Pendant ce temps, celui contre qui la plainte a été déposée aurait la possibilité de dire aux anciens : « C’est vrai que des accusations ont été portées par le frère contre moi, et que deux autres frères vinrent ensuite avec lui chez moi. Mais je prétends, frères, que ces accusations ne sont pas fondées, que l’affaire est du domaine privé et que les autres n’ont rien à y voir », ou tout autre chose qu’il souhaiterait leur dire. Alors il faudrait fournir la preuve que cette affaire mérite vraiment d’être portée devant l’Eglise, et qu’elle n’est pas un cas d’ingérence dans les affaires d’autrui. Car l’Eglise ne doit pas se réunir pour se mêler des affaires personnelles de quelqu’un.
Il serait ensuite convenable que les anciens soient suffisamment informés sur les causes du désaccord pour estimer si oui ou non l’Eglise s’immiscerait dans les affaires d’autrui en les examinant. Ils devraient s’informer juste assez pour savoir si c’est une affaire qui peut être portée devant l’Eglise. S’ils jugeaient qu’elle ne le peut pas, ils devraient dire à l’offensé : « Ce frère ne vous fait pas de tort ». Mais si l’une des parties continuait à penser que cette affaire devrait être portée devant l’Eglise, que la règle énoncée en Matthieu 18: 15-17 a été suivie jusqu’ici dans la mesure du possible, et si les anciens de la congrégation n’étaient pas désireux de la soumettre à cette dernière, il serait alors à propos que les membres de la congrégation déclarent si oui ou non ils désirent entendre le cas, et leur décision devrait être appliquée.
Comment conduire un jugement dans l’Eglise
Dans toute affaire entendue par l’assemblée, chaque intéressé devrait avoir l’occasion de présenter son côté de l’affaire, l’un d’exposer sa plainte et l’autre d’y répondre. A aucun moment de la procédure, des paroles désobligeantes ne devraient être permises.
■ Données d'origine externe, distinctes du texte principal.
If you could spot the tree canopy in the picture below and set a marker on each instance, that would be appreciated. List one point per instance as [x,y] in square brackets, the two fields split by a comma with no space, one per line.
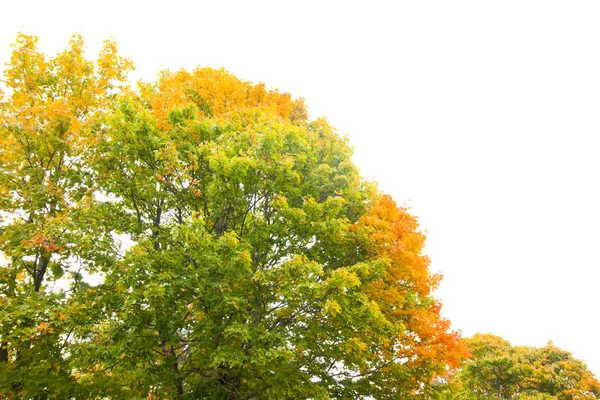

La personne qui tenterait d’en user devrait être considérée comme répréhensible pour cette raison, et ses paroles méchantes devraient être tenues pour un délit. Cette ligne de conduite recommandée est la seule que le Seigneur a sans doute voulu qu’on suivît. Ce qu’il faut cependant toujours garder à l’esprit, c’est le fait que le Peuple de Dieu ne doit pas s’ingérer dans les affaires d’autrui. Ni les membres de l’assemblée ni les anciens ne devraient être encouragés à agir de la sorte. Les gens gaspillent beaucoup de temps à donner de mauvais conseils, à donner des avis d’une manière contraire à celle enseignée dans la Règle d’or et en Matthieu 18 : 15.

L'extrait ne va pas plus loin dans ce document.